Une proposition qui ne règle en rien l'injustice fiscale
Une critique supplémentaire à la proposition de l'économiste reste son injustice. En taxant à 15 % tous les actifs, le principe de progressivité de l'impôt est nié et le simple détenteur d'une résidence principale paie le même taux d'imposition qu'un multimillonnaire: n'est-ce pas remettre en cause l'article 13 de la Déclaration des Droits de l'Homme et du Citoyen, laquelle a valeur constitutionnelle, qui dispose que la contribution des citoyens doit être "également répartie entre les citoyens, en raison de leurs facultés". Il ne s'agit pas seulement de réduire la dette mais encore de savoir qui va la payer et selon quelles régles.
La proposition de M. Delpla fait fi d'une plus grande justice fiscale alors que c'est cette injustice qui explique en grande partie l'actuelle dette française: les plus riches ne paient pas les impôts nécessaires au bon fonctionnement de l'Etat. Une révolution fiscale apparaît aujourd'hui tout à fait indispensable et les élections prévues en 2012 seront, espérons-le, l'occasion d'un débat de fonds sur le thème de la justice fiscale. Cela ne dispense évidemment pas de maîtriser les dépenses publiques, mais il faut admettre que la France préfère, depuis 35 ans, financer ses dépenses par l'emprunt davantage que par l'impôt.
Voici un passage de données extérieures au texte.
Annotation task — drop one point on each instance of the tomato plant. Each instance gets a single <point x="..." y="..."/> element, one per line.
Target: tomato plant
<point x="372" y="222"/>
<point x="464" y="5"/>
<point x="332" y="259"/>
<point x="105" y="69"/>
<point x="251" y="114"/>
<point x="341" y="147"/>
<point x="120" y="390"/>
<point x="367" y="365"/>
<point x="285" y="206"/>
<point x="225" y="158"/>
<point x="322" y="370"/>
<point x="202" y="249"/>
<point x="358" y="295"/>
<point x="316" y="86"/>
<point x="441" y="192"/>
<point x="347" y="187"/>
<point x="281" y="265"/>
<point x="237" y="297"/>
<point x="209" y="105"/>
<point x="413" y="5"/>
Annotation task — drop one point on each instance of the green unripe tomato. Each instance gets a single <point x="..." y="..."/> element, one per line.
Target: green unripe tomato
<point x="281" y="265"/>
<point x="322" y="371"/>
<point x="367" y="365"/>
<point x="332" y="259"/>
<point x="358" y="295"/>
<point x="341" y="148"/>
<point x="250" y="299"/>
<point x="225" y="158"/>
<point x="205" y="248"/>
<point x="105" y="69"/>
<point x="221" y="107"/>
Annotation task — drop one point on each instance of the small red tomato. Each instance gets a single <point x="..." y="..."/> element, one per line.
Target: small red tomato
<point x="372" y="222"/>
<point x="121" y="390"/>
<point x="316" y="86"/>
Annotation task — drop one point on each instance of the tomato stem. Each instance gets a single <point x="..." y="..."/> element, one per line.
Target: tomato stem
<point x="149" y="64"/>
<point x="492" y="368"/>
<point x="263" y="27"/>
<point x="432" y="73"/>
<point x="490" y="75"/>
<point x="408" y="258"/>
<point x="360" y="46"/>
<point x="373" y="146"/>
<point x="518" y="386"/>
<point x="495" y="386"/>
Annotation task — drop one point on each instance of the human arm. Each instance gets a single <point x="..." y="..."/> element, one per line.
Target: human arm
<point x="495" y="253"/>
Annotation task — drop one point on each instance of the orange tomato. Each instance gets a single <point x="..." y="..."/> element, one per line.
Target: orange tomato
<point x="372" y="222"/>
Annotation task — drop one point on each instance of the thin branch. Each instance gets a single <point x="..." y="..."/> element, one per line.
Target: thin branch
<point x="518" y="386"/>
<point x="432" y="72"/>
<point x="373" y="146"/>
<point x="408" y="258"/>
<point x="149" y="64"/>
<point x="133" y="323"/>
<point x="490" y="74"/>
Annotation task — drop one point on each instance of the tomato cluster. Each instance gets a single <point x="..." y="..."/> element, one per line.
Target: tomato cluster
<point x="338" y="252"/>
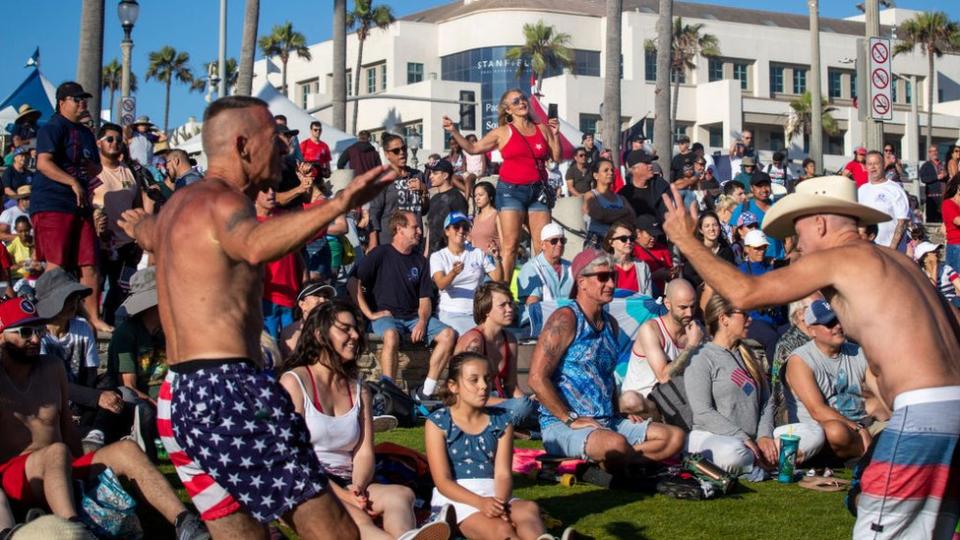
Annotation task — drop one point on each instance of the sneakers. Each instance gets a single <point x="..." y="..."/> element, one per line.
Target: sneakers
<point x="384" y="422"/>
<point x="189" y="527"/>
<point x="436" y="530"/>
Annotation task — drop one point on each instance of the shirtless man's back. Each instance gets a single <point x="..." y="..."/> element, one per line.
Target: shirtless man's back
<point x="908" y="333"/>
<point x="241" y="450"/>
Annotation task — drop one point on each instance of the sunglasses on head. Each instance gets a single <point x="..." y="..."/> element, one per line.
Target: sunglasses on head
<point x="27" y="332"/>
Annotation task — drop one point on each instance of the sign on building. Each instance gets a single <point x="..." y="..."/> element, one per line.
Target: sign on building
<point x="880" y="79"/>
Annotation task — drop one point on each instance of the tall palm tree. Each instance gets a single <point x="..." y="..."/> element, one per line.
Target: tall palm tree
<point x="111" y="79"/>
<point x="248" y="47"/>
<point x="686" y="44"/>
<point x="284" y="41"/>
<point x="544" y="48"/>
<point x="340" y="64"/>
<point x="662" y="135"/>
<point x="934" y="33"/>
<point x="167" y="65"/>
<point x="800" y="119"/>
<point x="365" y="18"/>
<point x="90" y="53"/>
<point x="611" y="83"/>
<point x="233" y="73"/>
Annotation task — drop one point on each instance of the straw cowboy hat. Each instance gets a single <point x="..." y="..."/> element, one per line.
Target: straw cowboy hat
<point x="824" y="195"/>
<point x="27" y="114"/>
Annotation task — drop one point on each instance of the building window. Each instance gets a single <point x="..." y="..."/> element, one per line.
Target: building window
<point x="650" y="65"/>
<point x="740" y="73"/>
<point x="799" y="81"/>
<point x="714" y="69"/>
<point x="414" y="72"/>
<point x="588" y="123"/>
<point x="776" y="80"/>
<point x="834" y="84"/>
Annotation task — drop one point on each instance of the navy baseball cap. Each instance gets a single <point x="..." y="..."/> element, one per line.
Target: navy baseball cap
<point x="819" y="312"/>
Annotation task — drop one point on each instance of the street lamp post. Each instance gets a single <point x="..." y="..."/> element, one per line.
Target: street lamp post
<point x="128" y="11"/>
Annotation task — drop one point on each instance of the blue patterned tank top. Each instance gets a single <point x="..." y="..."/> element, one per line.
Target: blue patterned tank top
<point x="585" y="376"/>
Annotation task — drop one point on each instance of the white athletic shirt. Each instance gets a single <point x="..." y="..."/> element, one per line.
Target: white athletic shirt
<point x="640" y="376"/>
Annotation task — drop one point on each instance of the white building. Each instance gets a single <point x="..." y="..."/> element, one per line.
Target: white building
<point x="415" y="70"/>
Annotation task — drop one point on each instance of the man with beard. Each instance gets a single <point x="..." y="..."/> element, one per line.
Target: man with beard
<point x="660" y="341"/>
<point x="40" y="447"/>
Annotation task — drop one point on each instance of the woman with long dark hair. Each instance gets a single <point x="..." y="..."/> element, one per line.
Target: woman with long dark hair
<point x="322" y="379"/>
<point x="522" y="191"/>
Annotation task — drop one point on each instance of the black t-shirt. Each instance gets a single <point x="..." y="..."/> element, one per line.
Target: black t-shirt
<point x="441" y="205"/>
<point x="394" y="281"/>
<point x="648" y="200"/>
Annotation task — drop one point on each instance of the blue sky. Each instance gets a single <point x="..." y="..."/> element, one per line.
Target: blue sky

La croissance: une solution efficace contre la crise
Pour conclure, il convient également de contester l'idée que la dette ne doit pas être remboursée par les générations futures. En effet, grâce à la croissance économique, les générations futures seront beaucoup plus riches que les générations actuelles et passées et seront donc beaucoup plus à même de rembourser les dettes que nous ne le pouvons. Ils bénéficieront d'un stock d'actifs plus important, ce qui réduit d'autant le niveau réel de l'endettement.
Pourquoi donc taire le fait que la croissance reste le plus sûr moyen de rédure le déficit et l'endettement? C'est pourtant le chemin inverse que prennent la France et ses partenaires européens, tous engagés dans des politiques d'austérité qui rendront encore plus long et difficile le désendettement de l'Etat.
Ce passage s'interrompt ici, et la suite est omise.